Looking back, it seems ludicrous that Marvel bumped back Black Panther for Spider-man: Homecoming. Spider-man: Homecoming made an impressive $880 million in box office cash, but Black Panther made him look like a bug by raking in $1.28 billion (so far), nearly one and a half times Spidey’s box office take. Spider-man is one of Marvel’s biggest properties (and the biggest in toy sales), so it’s not altogether surprising they made that judgement call — but Marvel didn’t stop there.
Captain Marvel is a great example of a movie that just keeps getting bumped. First to accommodate Spider-man: Homecoming, and then again to fit in an Ant-Man sequel. Fans of Carol Danvers are notably annoyed. In Ant-Man and The Wasp, Wasp takes the role of the first female-led Marvel movie out of the hands of Danvers — and she has to share the spotlight! Captain Marvel will be the first female standalone superhero movie from the Marvel franchise in 20 years, and it keeps getting pushed down the line like that kid no one ever picks for dodgeball.
Most recently, it’s happened to The New Mutants. This was a little different, however, and we have a bit more sympathy for this case. The powers that be decided that the movie wasn’t bold enough, so they postponed it to bring out more of the horror aspect and make it better fit the comics. Test audiences found it too bland, so they are punching it up. Still it begs the question: why didn’t they go big in the first place? Were the producers scared that it would impact their sales? Or that this lesser known set of mutants wouldn’t draw a crowd if it actually scared people? We are stoked for a horror-based hero movie. It will be the first of its kind in the current canon, and that’s something to scream about.
Yet it seems to be a trend that Marvel pushes back anything that doesn’t follow the traditional “superhero saving the world from the enemy” plot. The public has responded negatively to each one of these release date pushes, so you’d think Marvel would get the hint that perhaps fans really want these other stories. So why do they keep pushing them back?

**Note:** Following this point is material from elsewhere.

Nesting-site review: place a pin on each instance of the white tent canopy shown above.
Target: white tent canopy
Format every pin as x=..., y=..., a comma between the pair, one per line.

There seems to be a fear from the heads at Marvel that these movies won’t do as well as their more traditional counterparts and they might (GASP!) lose money. Yet we haven’t seen that play out on any stage — with any company. Deadpool was rated R, something companies thought would be the kiss of death to a superhero movie, and became the highest grossing R-rated movie ever. EVER. Wonder Woman, the first female-led superhero movie by either major production company in the current cannon, made $200 million more than Justice League (we could talk about the reasons why, but that’s a discussion for another time). Black Panther just made it onto the list of top ten highest grossing movies of all time. So why all the fear? Time and time again, fans have proven that their fears are unfounded.

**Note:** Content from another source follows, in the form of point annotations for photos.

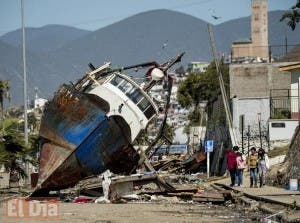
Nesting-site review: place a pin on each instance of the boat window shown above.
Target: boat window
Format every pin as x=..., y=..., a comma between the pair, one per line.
x=135, y=95
x=144, y=104
x=150, y=111
x=116, y=80
x=125, y=86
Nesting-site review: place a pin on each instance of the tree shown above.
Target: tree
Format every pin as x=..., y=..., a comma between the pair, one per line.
x=14, y=155
x=292, y=16
x=4, y=93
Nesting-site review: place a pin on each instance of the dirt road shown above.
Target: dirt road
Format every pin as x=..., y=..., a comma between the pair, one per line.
x=148, y=212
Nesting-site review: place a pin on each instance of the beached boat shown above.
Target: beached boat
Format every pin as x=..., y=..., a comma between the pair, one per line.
x=89, y=127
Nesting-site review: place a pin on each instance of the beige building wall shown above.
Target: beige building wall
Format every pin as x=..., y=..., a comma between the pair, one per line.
x=242, y=50
x=259, y=47
x=256, y=80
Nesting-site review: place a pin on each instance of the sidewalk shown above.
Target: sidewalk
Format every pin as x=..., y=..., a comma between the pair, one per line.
x=266, y=193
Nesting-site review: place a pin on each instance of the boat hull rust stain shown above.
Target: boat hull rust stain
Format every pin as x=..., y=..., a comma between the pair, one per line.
x=79, y=140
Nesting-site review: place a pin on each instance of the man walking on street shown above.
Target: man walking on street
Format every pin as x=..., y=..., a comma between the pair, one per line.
x=252, y=164
x=231, y=164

So why do they keep getting pushed back?
We think the answer is simple. A traditional superhero movies is “safe.” We’ve seen the story unfold so many times that it feels comfortable. People know what to expect when they go to see a Marvel movie. If the script changes, it could spell disaster or bad reviews for a company who spends hundreds of millions to make one film.

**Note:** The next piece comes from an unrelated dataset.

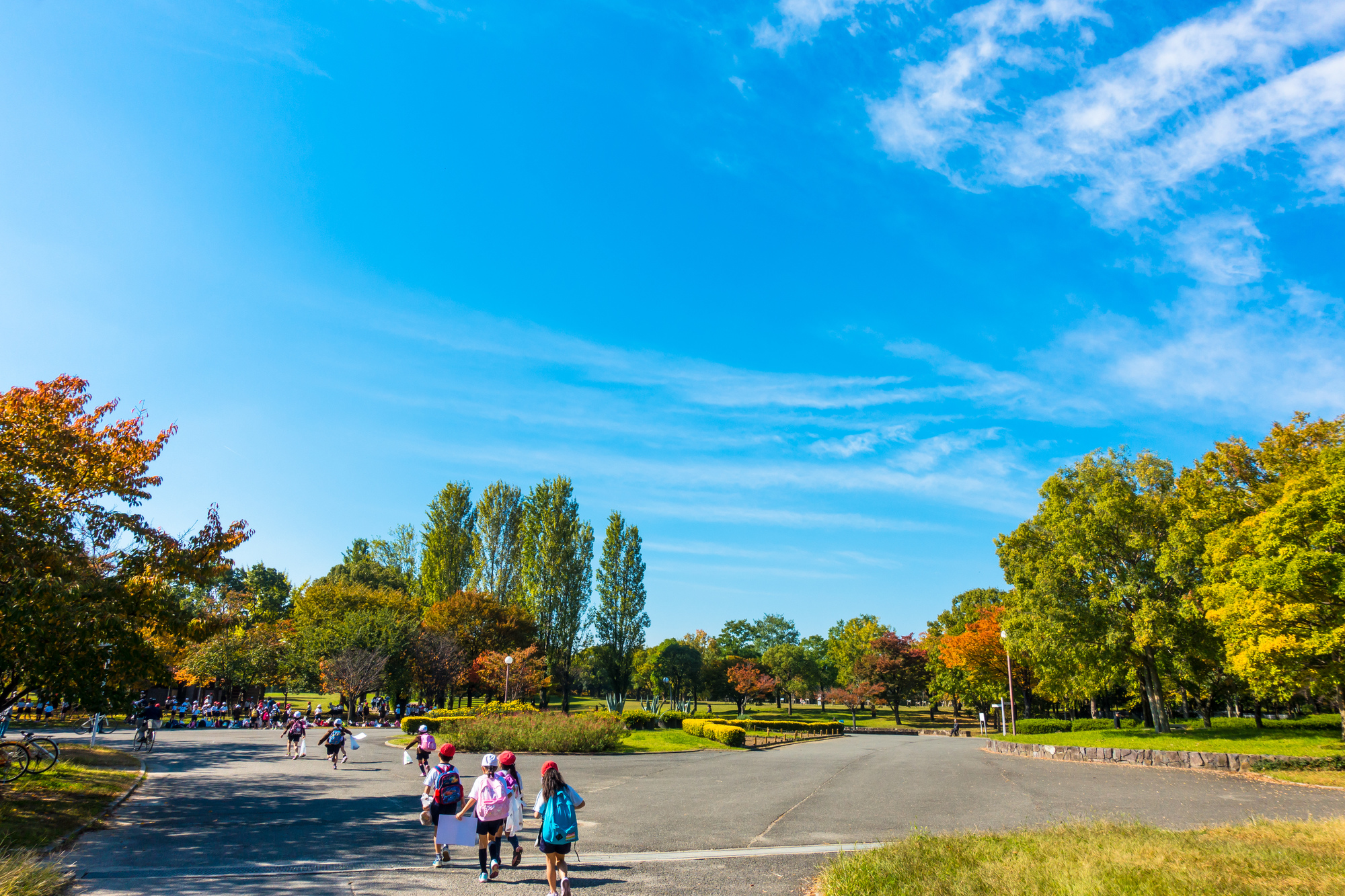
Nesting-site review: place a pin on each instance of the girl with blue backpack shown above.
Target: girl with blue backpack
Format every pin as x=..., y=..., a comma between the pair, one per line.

The thing is, that fear is holding studios back. Every non-traditional hero movie has been met with huge success. Let’s face it, we’ve been seeing the same stuff over and over for 20 years. It’s about time for a fresh take on the hero game. Wonder Woman gave us a fresh perspective and proved that you don’t need a male led movie to break the box office. Black Panther showed you don’t need a predominantly white cast to break records. People want these stories. People are craving something fresh. We want a perspective we haven’t seen before – a story that we haven’t heard before.
We’re ready for more Black Panthers, more Wonder Women, and more Deadpools. It’s time for the big studios to get out of the rut of the traditional and explore what else is out there. If they keep feeding us the same stories, eventually our appetites for saving the world might wane.
And as comic fans, we never want that to happen.